Le juge Dana rejette à nouveau le délégué du gouvernement et ne ferme pas la porte pour demander l'enquête de Mazón

Le juge Dana rejette à nouveau le délégué du gouvernement et ne ferme pas la porte pour demander l'enquête de Mazón

Nouveau refus de la direction pour tenter de prolonger à l'exécutif central la responsabilité de la plus grande tragédie que Valence a dévastée, la Dana qui a quitté 228 morts et un chemin de destruction en octobre dernier. Le juge qui enquête criminellement sur l'inondation, Nuria Ruiz Tobarra, rejette, encore une fois, pour imputer le délégué gouvernemental à Valence, le socialiste Pilar Bernabé, pour ne pas avoir demandé à l'exécutif la déclaration nationale d'urgence, selon une ordonnance notifiée lundi. Le magistrat ne ferme pas la porte de sa résolution pour lancer le mécanisme pour imputer le Carlos Mazón, qui, étant en Afrado, ne peut être enquêté que par la Cour supérieure de justice de Valence après l'exposition motivée de l'instructeur.

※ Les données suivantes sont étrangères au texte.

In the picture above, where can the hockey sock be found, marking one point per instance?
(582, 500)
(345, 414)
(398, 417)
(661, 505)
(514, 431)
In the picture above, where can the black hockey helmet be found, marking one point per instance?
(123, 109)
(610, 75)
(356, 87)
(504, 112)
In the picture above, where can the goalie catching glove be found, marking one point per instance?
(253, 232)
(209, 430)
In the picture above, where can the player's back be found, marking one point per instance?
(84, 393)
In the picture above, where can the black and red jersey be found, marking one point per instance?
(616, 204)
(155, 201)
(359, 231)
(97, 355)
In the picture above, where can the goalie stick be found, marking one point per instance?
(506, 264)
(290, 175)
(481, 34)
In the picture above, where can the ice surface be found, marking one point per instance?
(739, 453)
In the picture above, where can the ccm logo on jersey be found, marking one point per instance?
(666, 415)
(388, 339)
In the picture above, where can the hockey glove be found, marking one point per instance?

Pour argumenter sa décision de ne pas imputer le délégué du gouvernement, qui a déclaré comme témoin le 14 avril, le juge réitère que la responsabilité de la gestion de l'inondation était du Generalitat et que le « brevet d'inactivité » dans le DANA s'est produit dans le domaine régional. Il souligne également que les erreurs des jours qui ont suivi la journée Aciaga ne font pas partie des enquêtes. Et cadre dans la chaîne d'irrégularités après la chute froide « Devastation, le manque de ressources essentielles, la lumière, l'eau, le téléphone, le retard d'aide, les routes impraticables (…) ». L'exécutif autonome, dit Ruiz Tobarra, était responsable des mesures pour « protéger la population ».

Le magistrat soutient que le fait que Bernabé ne nécessite pas la déclaration nationale d'urgence n'implique pas sa responsabilité pénale. « Il n'a pas été déclaré par l'État, et il n'a pas été proposé par l'administration autonome Valencian, dont la recherche faisait partie (l'ancienne conseil de la justice et de l'intérieur Salome Pradas et son deuxième, Emilio Argüeso). » Le juge souligne que l'urgence nationale n'était pas exacte « pour alerter la population et que des mesures d'auto-protéction ont été adoptées ». Et met ainsi, encore une fois, dans l'épicentre des enquêtes, le retard du Generalitat dans l'envoi du message de masse à des mobiles, qui est arrivé à 20,11 heures, lorsqu'il y avait des dizaines de personnes tuées, disparues et piégées dans des étages et des garages bas.

Avec sa résolution lundi, le magistrat court-circuit, encore une fois, une autre tentative d'imputer Bernabé. Le magistrat a déjà refusé en février d'admettre une plainte de l'association ultra-catholique pour entendre qu'il a réclamé la citation comme enquêtant sur le délégué gouvernemental. Et rejeté la même demande de la Liberum Association, qui exerce l'accusation populaire. À cette occasion, la pétition est venue de l'accusation privée défendue par l'avocat Rubén Gisbert (163 000 abonnés en X et 695 000 sur YouTube). L'avocat est devenu célèbre après une vidéo d'un voisin de Catarroja qui a montré que Gisbert à genoux dans la boue a été diffusé pour avoir l'air plus sale avant un lien avec le programme Iker Jiménez. L'avocat est venu dire que dans le parking du centre commercial Bonaire de Aldaia (Valence), 700 billets de personnes qui ne sont pas partis. L'enceinte est gratuite, ne publie pas de billets et les équipes de sauvetage n'y ont pas trouvé le défunt.

Le magistrat refuse également de se référer pour l'instant une exposition raisonnée au Valencian TSJ pour demander l'imputation du Mazón susmentionné de ne pas avoir demandé la déclaration nationale d'urgence. Ruiz Tobarra justifie que l'enquête est vivante et que les procédures en attente se retrouvent. « L'instruction n'est pas épuisée », prévient-il. Et fait allusion à une voiture de décembre dernier dans laquelle il a expliqué les conditions de mise en œuvre de la procédure pour enquêter sur le. « La rémission (de la pétition au TSJ) sera effectuée si, épuisé l'instruction, il y a des indications solides contre la personne susmentionnée devant laquelle la plainte a été dirigée. Pour cela, toutes les procédures d'enquête nécessaire auront été pratiquées afin de permettre une décision plus fondée, non seulement sur le rationalité des indications de l'infraction criminelle, mais dont il peut y avoir une participation rationnelle.

Le juge a déjà mis sur la table la possibilité qu'il ait déclaré une enquête volontaire le 10 mars, lorsqu'il a inculpé Pradas et Argüeso. Une route que Mazón a rejeté.